Methods: Nine patients with CT-confirmed SCD and 10 normal controls were stimulated with 500 Hz, 2 ms tone bursts and 0.1 ms clicks at intensities up to 142 dB peak SPL. Conventional VEMPs were recorded from the ipsilateral sternocleidomastoid muscle to determine threshold, and OVEMPs were recorded from electrode pairs placed superior and inferior to the eyes. Three-dimensional eye movements were measured with scleral dual-search coils.

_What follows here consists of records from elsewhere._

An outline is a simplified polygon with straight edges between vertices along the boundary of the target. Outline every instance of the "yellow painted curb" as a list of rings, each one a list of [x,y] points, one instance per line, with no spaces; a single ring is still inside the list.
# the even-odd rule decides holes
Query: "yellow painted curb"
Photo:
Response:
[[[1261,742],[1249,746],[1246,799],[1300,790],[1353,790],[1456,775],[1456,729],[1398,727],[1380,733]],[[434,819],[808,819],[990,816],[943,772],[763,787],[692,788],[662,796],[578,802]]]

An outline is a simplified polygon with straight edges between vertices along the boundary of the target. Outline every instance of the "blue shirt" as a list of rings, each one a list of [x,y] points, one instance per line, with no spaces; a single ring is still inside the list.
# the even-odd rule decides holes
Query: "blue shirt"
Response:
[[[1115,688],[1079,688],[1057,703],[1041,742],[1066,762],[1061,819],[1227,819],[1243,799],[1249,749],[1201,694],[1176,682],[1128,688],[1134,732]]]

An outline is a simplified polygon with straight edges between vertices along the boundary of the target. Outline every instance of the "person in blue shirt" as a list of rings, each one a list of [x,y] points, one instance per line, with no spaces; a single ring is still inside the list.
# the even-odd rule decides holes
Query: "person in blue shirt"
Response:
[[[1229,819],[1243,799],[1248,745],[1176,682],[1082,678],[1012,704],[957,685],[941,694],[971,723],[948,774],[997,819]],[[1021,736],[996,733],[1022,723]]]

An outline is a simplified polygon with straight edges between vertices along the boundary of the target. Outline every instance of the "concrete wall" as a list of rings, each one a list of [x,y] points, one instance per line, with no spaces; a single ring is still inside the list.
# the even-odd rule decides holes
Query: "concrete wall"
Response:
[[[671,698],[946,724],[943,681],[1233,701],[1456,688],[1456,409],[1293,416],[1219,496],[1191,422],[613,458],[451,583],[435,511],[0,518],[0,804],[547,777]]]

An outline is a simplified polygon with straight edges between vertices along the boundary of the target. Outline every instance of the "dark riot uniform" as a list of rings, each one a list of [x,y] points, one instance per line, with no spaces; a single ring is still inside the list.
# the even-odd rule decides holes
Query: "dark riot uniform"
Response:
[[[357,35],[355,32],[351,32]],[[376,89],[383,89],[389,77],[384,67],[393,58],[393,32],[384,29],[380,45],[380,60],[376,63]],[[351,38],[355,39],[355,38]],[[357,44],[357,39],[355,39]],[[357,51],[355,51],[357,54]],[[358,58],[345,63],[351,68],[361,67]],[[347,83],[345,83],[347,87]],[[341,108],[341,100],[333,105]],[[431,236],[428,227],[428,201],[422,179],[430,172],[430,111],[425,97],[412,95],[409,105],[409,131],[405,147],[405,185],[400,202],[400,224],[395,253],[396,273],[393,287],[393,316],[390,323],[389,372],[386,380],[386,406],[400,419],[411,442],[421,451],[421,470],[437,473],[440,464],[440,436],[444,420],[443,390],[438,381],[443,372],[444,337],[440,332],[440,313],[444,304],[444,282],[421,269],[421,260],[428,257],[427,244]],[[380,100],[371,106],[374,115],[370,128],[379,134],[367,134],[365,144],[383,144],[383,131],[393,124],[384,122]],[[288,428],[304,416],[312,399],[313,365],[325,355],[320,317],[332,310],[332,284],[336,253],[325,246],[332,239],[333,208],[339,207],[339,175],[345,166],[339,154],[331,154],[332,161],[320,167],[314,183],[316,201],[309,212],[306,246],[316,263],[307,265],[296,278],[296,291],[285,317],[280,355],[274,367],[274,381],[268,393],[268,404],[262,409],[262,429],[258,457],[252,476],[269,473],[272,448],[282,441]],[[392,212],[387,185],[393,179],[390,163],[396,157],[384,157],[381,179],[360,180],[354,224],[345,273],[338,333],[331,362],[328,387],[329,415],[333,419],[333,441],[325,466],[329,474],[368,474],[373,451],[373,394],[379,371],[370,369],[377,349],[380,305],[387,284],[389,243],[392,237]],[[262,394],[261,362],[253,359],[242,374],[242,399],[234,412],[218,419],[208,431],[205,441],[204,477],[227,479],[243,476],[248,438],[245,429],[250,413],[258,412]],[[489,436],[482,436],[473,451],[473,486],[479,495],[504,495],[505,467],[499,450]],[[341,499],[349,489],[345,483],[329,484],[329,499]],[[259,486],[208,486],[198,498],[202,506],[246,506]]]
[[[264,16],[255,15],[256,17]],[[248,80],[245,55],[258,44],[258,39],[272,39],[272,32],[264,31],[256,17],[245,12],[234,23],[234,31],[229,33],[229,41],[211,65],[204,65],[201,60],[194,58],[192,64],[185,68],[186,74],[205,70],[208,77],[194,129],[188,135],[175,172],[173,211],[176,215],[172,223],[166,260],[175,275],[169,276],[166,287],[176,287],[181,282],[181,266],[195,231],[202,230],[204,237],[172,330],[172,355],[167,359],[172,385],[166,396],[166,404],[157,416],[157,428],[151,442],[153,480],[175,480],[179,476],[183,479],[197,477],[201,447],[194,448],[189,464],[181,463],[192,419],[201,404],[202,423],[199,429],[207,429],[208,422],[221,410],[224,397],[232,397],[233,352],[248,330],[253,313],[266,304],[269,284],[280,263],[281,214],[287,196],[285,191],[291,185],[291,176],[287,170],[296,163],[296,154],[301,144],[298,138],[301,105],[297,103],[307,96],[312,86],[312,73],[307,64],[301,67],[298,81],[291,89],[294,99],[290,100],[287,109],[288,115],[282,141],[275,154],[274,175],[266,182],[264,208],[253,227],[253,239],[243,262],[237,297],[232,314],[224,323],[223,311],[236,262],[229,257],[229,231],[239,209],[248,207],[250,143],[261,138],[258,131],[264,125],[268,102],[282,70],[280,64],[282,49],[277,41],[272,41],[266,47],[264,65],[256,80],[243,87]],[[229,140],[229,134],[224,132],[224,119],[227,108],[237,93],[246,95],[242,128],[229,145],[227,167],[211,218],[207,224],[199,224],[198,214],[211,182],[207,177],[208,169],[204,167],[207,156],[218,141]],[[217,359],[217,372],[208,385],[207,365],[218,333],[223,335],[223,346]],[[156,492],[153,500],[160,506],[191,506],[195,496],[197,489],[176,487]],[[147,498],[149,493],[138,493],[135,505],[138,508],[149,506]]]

Results: In patients with SCD, OVEMP amplitudes were significantly larger than normal (p<0.001) and thresholds were pathologically low. The n10 OVEMP in the contralateral inferior electrode became particularly large with increasing stimulus intensity (up to 25 microV) and with up-gaze (up to 40 microV). Sound-evoked (slow-phase) eye movements were present in all patients with SCD (vertical: upward; torsional: upper pole away from the affected side; and horizontal: towards or away from the affected side), but began only as the OVEMP response became maximal, which is consistent with the surface potentials being produced by activation of the extraocular muscles that generated the eye movements.

Conclusions: OVEMP amplitude and threshold (particularly the contralateral inferior n10 response) differentiated patients with SCD from normal controls. Our findings suggest that both the OVEMPs and induced eye movements in SCD are a result of intense saccular activation in addition to superior canal stimulation.